System and method for remote monitoring for elderly fall prediction, detection, and prevention
Abstract
A system and method for remote monitoring for elderly fall prediction, detection, and prevention that includes collecting sensor data at a biomechanical sensing device coupled to a user; performing biomechanical analysis on the sensor data and thereby generating mobility metrics of the user, wherein performing biomechanical analysis including quantifying a set of gait dynamics as a component of the mobility metrics and generating a user activity graph as a component of the mobility metrics; processing the mobility metrics in a risk assessment model and thereby generating a fall risk assessment; and detecting a trigger condition and triggering a response to the fall risk assessment.
Claims
exact text as granted — not AI-modifiedWe claim:
1 . A method comprising:
collecting sensor data at a biomechanical sensing device coupled to a user, wherein the sensor data includes at least accelerometer data; performing biomechanical analysis on the sensor data and thereby generating mobility metrics of the user, wherein performing biomechanical analysis comprises:
quantifying a set of gait dynamics as a component of the mobility metrics;
processing the mobility metrics in a risk assessment model and thereby generating a fall risk assessment; and detecting a trigger condition and triggering a response to the fall risk assessment.
2 . The method of claim 1 , wherein performing biomechanical analysis further comprises generating a user activity graph as a component of the mobility metrics, wherein the activity graph characterizes activity states over a time period.
3 . The method of claim 1 , wherein triggering a response to the fall risk assessment comprises prompting the user to rest through a feedback interface.

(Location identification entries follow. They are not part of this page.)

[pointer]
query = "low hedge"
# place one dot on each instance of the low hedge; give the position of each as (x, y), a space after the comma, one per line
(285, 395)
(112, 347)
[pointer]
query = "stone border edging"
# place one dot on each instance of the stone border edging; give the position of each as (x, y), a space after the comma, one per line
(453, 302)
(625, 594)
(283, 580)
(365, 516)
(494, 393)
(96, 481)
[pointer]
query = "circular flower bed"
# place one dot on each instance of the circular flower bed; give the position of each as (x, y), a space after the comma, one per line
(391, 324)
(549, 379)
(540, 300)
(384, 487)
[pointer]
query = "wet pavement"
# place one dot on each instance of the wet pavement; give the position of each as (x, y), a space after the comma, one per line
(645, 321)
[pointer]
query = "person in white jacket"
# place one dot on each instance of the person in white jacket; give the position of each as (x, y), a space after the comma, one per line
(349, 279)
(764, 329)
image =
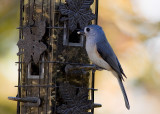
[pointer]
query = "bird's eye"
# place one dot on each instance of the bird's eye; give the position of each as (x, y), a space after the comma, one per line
(88, 29)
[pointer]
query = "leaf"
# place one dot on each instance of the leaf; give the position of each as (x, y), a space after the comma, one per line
(78, 12)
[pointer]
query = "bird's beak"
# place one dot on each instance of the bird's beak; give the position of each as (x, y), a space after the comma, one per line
(81, 32)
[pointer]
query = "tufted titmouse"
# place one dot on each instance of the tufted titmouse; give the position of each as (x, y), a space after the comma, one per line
(101, 54)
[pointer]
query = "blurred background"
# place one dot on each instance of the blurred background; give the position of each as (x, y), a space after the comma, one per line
(133, 30)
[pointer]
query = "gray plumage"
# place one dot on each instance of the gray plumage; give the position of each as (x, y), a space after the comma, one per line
(101, 53)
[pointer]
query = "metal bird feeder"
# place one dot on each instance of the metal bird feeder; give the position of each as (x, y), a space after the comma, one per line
(54, 72)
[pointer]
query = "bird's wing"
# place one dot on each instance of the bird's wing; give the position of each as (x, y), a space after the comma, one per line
(106, 52)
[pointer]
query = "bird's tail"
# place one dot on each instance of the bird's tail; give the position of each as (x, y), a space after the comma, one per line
(124, 93)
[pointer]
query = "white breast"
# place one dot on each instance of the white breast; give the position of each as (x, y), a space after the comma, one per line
(94, 55)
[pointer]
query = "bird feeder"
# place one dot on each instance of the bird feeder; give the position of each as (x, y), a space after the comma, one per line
(54, 72)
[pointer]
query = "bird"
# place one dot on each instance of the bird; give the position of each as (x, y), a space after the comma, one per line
(102, 55)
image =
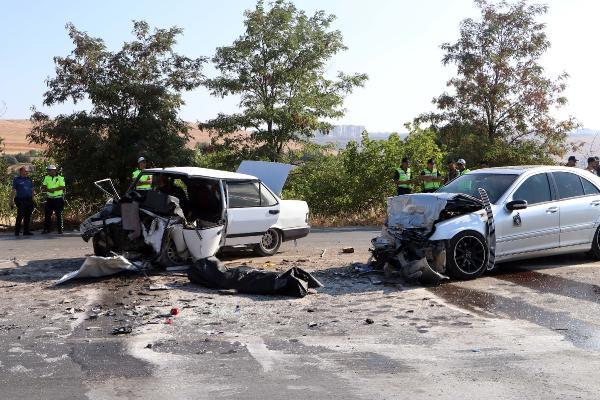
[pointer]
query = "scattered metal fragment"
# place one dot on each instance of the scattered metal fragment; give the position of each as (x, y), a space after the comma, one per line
(122, 330)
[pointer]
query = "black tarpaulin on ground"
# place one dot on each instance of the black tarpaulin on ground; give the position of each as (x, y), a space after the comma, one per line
(212, 273)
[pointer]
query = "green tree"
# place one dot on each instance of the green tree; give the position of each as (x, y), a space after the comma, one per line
(135, 95)
(277, 68)
(501, 104)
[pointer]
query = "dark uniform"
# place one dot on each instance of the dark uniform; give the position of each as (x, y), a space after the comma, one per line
(23, 186)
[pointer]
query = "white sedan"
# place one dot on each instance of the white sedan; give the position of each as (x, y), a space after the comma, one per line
(193, 212)
(537, 211)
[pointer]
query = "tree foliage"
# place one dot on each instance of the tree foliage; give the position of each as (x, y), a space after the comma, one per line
(502, 104)
(277, 68)
(359, 177)
(135, 97)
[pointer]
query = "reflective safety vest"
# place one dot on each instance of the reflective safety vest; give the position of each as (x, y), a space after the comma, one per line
(53, 182)
(403, 176)
(431, 184)
(145, 180)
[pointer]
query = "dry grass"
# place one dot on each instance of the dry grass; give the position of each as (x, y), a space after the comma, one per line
(14, 132)
(370, 217)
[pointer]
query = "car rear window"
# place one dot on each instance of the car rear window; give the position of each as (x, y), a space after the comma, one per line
(589, 187)
(534, 190)
(494, 184)
(569, 185)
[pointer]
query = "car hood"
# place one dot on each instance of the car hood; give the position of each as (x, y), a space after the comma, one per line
(271, 174)
(425, 209)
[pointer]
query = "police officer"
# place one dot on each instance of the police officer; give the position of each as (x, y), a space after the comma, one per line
(145, 182)
(402, 178)
(22, 197)
(461, 165)
(431, 177)
(54, 186)
(452, 171)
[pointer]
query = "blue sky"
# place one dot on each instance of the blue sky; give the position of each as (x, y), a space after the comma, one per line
(395, 42)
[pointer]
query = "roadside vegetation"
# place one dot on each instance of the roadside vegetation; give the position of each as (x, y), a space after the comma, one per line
(499, 107)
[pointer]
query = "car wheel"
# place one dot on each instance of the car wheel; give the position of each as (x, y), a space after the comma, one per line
(467, 255)
(101, 245)
(169, 257)
(269, 243)
(595, 250)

4 . The method of claim 3 , wherein generating the fall risk assessment comprises generating a rest prediction metric; and wherein prompting the user to rest further comprises prompting the user to rest for an amount of time specified by the rest prediction metric.

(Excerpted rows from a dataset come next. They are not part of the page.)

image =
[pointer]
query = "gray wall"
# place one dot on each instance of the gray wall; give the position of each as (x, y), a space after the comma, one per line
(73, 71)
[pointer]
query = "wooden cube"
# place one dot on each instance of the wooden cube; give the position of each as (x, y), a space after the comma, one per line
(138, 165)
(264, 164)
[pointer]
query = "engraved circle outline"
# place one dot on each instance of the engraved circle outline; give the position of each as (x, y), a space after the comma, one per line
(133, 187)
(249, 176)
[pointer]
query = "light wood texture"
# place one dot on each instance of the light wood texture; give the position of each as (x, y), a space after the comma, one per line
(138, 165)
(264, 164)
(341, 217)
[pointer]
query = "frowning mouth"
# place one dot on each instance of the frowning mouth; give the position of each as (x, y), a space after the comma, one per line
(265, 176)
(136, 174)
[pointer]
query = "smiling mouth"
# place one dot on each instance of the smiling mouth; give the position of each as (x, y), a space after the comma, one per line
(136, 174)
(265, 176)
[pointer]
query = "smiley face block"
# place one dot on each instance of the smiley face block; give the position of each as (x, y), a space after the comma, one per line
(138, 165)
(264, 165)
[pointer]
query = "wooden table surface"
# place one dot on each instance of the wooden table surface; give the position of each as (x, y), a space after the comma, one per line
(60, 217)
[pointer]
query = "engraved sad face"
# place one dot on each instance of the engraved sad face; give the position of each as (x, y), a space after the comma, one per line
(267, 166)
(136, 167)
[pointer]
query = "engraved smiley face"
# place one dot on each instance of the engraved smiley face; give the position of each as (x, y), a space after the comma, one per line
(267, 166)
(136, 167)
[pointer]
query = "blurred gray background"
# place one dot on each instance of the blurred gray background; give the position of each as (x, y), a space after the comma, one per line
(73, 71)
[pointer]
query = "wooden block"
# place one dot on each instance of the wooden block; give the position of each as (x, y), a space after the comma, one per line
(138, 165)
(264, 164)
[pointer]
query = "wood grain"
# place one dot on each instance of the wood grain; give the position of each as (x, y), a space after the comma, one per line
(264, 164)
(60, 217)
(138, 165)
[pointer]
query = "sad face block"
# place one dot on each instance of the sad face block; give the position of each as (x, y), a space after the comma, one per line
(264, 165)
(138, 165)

5 . The method of claim 1 , wherein detecting the trigger condition and triggering the response comprises detecting elevated risk indicated through the fall risk assessment and transmitting a communication to a caretaker.
6 . The method of claim 1 , wherein quantifying a set of gait dynamics comprises generating a stride shuffle metric, double-stance metric, and a tremor metric; and wherein processing the mobility metrics in a risk assessment model comprises increasing the risk of a fall in the fall risk assessment with detected increases in shuffle-associated strides, double-stance-associated strides, or the amount of tremors.
7 . The method of claim 1 , wherein triggering a response comprises reporting incidents from the set of: fall events, stumble events, tremor time, and double stance time.
8 . The method of claim 1 , further comprising measuring the quality of user mobility as reflected in the mobility metrics over an extended duration and generating a rehabilitation progress report.
9 . The method of claim 1 , wherein the set of gait dynamics includes gait shuffling classification; and wherein quantifying a set of gait dynamics comprises detecting vertical step displacements, classifying the gait as shuffling when vertical step displacements satisfy a shuffle condition, and thereby classifying segments of sensor data as gait shuffling.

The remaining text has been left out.